Of course, you can't design (or evaluate) a speaker on measurements alone; you have to listen to it. The challenge is to eliminate variables like listener bias, program content, room acoustics, speaker position, listener and volume level. Any of those factors can easily distort subjective listening tests, said Senior DSP Engineer Adrian Celestinos in his presentation on room acoustics.
At low frequencies, where wavelengths are close to room dimensions, acoustic reflections create room nodes, reinforcing certain bass sounds in some locations, and cancelling them in others. Room nodes can't be eliminated, but they can be mitigated.
The problems are different at mid and high frequencies. A room with an abundance of hard surfaces will have high reverberation time, compromising clarity, adding harshness and creating uneven response. A room full of sound-absorbing upholstery and carpeting will sound dead. As Celestinos notes, "Lateral reflections give a sense of spaciousness."

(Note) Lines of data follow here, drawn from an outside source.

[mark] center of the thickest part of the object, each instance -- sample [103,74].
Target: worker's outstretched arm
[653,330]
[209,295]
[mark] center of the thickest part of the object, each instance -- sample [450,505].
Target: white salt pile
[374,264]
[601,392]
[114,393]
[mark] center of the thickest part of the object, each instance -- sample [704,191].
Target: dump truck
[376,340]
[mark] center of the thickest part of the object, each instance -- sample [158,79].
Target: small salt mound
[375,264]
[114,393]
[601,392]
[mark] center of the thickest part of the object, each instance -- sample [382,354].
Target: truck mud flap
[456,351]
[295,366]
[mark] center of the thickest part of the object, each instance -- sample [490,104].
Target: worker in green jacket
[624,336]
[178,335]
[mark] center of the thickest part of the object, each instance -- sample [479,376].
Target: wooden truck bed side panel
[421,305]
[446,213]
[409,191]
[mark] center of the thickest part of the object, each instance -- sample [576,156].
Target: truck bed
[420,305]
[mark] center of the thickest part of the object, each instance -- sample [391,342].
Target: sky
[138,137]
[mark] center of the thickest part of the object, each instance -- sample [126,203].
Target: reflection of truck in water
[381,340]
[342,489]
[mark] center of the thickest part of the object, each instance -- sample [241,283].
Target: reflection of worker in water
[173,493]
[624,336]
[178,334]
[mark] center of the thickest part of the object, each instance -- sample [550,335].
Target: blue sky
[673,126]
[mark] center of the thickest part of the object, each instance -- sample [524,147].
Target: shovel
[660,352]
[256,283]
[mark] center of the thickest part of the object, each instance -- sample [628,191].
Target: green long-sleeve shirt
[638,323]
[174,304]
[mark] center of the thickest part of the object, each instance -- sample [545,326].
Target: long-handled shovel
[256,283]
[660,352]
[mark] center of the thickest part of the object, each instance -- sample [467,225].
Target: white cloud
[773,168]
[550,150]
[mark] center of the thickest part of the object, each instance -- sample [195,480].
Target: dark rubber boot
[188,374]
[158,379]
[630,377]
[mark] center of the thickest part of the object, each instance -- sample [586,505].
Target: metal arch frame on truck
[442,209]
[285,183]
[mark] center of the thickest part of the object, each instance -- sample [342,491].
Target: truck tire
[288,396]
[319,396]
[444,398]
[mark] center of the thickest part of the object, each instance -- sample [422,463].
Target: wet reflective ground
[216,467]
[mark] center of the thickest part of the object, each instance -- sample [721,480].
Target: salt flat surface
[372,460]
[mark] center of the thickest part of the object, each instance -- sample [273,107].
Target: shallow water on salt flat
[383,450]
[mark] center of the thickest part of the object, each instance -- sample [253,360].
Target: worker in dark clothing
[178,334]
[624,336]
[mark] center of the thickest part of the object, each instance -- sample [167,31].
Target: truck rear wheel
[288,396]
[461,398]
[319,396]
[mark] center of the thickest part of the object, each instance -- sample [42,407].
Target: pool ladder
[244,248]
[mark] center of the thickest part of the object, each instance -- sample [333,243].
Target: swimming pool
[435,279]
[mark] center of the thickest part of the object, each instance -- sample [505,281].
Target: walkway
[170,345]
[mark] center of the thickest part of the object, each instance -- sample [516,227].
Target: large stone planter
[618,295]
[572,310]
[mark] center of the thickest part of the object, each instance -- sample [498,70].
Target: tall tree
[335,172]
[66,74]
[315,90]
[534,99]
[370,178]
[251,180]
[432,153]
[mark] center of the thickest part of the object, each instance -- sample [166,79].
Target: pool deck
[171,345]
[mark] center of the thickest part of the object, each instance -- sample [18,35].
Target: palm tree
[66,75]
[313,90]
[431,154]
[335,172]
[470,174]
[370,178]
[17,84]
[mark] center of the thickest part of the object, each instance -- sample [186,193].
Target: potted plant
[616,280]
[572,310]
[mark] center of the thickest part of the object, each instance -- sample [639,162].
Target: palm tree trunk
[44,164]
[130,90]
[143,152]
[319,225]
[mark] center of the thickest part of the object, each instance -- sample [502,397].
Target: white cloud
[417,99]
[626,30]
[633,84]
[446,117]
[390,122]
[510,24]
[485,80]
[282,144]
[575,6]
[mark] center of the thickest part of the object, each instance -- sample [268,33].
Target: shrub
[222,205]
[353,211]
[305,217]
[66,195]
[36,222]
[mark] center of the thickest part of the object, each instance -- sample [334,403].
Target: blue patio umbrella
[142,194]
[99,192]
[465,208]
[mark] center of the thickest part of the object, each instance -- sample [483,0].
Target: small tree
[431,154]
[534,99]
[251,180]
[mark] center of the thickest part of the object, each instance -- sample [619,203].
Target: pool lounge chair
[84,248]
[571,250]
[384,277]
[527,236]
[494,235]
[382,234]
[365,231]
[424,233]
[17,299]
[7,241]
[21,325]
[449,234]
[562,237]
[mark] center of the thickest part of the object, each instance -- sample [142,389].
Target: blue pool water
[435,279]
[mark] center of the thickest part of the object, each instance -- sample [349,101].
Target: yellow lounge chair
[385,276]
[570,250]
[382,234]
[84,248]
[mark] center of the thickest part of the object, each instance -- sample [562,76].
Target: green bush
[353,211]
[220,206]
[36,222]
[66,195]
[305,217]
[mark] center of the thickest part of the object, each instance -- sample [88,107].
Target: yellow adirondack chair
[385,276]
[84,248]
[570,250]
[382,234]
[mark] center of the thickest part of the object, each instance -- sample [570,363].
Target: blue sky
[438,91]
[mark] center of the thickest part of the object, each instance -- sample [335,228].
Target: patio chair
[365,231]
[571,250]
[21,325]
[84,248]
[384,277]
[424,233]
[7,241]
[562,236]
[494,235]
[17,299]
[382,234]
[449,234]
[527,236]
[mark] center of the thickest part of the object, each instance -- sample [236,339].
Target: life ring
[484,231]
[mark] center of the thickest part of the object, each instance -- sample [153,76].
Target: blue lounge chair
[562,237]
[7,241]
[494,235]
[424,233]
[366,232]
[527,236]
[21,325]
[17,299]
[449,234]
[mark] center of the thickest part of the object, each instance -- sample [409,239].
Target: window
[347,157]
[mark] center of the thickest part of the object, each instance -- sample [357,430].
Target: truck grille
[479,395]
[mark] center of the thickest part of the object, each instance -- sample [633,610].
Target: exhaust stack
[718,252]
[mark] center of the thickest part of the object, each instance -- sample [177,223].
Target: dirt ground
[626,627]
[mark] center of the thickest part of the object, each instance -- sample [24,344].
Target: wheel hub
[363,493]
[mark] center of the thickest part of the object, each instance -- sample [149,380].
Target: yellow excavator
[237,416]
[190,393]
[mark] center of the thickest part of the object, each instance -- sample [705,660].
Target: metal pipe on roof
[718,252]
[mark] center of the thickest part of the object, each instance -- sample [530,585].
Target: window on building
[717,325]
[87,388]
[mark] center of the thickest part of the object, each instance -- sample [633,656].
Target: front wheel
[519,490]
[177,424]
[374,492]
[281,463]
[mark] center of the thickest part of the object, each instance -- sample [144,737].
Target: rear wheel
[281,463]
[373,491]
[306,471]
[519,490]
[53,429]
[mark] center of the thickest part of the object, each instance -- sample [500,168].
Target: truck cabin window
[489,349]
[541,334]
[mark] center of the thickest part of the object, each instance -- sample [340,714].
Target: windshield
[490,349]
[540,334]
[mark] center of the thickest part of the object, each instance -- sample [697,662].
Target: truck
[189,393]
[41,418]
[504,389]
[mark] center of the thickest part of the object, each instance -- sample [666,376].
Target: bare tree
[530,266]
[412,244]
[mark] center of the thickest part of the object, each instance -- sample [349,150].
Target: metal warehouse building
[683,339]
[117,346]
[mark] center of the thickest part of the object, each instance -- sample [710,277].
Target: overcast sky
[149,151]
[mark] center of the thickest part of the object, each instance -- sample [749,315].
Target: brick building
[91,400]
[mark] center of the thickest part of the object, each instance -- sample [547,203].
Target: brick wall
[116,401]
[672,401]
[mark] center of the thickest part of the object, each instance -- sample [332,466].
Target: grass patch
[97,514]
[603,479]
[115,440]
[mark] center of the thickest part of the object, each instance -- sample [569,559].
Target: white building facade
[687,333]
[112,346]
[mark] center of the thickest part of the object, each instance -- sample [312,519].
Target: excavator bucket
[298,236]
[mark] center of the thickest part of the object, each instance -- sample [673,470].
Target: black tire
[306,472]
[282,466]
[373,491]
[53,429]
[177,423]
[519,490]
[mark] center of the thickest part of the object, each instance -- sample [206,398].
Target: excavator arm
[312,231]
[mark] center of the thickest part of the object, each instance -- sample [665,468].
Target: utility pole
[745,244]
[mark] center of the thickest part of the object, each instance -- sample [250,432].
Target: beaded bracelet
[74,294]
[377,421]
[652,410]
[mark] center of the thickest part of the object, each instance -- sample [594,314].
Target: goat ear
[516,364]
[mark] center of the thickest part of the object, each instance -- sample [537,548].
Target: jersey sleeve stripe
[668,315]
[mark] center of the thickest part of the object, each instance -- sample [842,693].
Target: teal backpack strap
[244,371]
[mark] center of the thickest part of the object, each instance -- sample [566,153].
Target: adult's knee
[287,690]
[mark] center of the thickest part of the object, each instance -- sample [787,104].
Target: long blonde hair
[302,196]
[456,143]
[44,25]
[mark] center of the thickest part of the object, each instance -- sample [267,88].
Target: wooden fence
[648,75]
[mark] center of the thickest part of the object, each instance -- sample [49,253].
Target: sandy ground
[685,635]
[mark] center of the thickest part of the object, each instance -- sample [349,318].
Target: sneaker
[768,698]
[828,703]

The Samsung Audio Lab has two listening rooms, one a reference listening room as defined by the ITU (International Telecommunications Union), and the other an average living room as defined by the IEC (International Electrotechnical Commission). The dimensions of the two rooms are calculated to distribute bass nodes as evenly as possible. And they contain sound absorbers and diffusers so that their acoustic properties meet ITU and IEC specs. This makes the results consistent and repeatable, and provides as much confidence as possible about how the speaker will perform in the field.
Other variables, such as product biases and listener experience, are minimized by the test procedures. Most tests involve four speakers, placed on a rotating platform behind an acoustically transparent curtain, playing 30- to 50-second musical clips with wide frequency and dynamic range. Listeners hear only one speaker at a time, in mono. After one clip, the next speaker under test rotates to the front, and the same clip plays again. Playback levels for each speaker are carefully matched. Devantier says the Lab would like to be able to do stereo listening tests by year-end.
Before participating in a subjective test for the first time, subjects undergo a hearing test, followed by listener training using Harman's How to Listen software. "With trained listeners, there's less variance in results, so we can test with fewer people," explains Elisabeth McMullin, Lead Acoustic Researcher - Competitive Benchmarking.
During her presentation, McMullin recounted a couple of recent subjective tests involving the new Radiant-360 R7. In one, participants used a rotary controller to compare different equalization curves. "We wanted to know if the R7 is as good as it can be," she explained. "Would EQ help its performance?" This yielded useful information; the panel's preferred settings have been implemented in the final product via a firmware update. In the second round of tests, students from the nearby California Arts Institute compared the R7 with three other speakers, ranking the speakers' performance on a scale of one to 10.
OUTSIDE THE BOX
Many other audio manufacturers, including Canadian brands like PSB and Paradigm, use the same basic methods as Samsung, combining anechoic measurements of on- and off-axis response with blind subjective testing. But Devantier has developed some unique twists for Samsung, notably an anechoic chamber and listening room specially designed for flat-panel TVs and soundbars.
Speakers like the R7 are measured in a conventional 360° chamber with the speaker placed in the centre. But the Samsung Audio Lab also has a 180° chamber designed for products that will be used on or near a wall. Five walls have sound-absorbing wedges. Engineers mount the product under test to a heavy horizontal door, then swing it shut and begin measurements. A test suite takes 300 measurements in 10 minutes using an array of 15 microphones on a pivoting boom that moves through a half-sphere. This lets engineers measure how products like TVs and soundbars will behave when set next to a wall. They can also attach a simulated tabletop below the TV or soundbar, so they can measure how it will perform when set on a credenza. Devantier says the company who built Samsung's anechoic chambers had never seen a design like this.
The Lab's second listening room allows for blind listening tests of TV sound systems. It contains a rotating six-foot wall that can accommodate TVs up to 65", and soundbars as well. "It's the only one like it in the world," Devantier says.
Last year, Samsung mandated the Audio Lab to test the performance of its premium 2015 TVs. The project was a success. "All TVs sold in North America will be tweaked here," Devantier says. "We're making our existing designs better through EQ."
During our tour, we got to hear the results for ourselves, comparing the sound of last year's top-of-the-line U9000 Ultra-High-Definition TV with this year's JS9500. The sound of the newer model was unmistakably better: smoother and less edgy, with better warmth and clarity.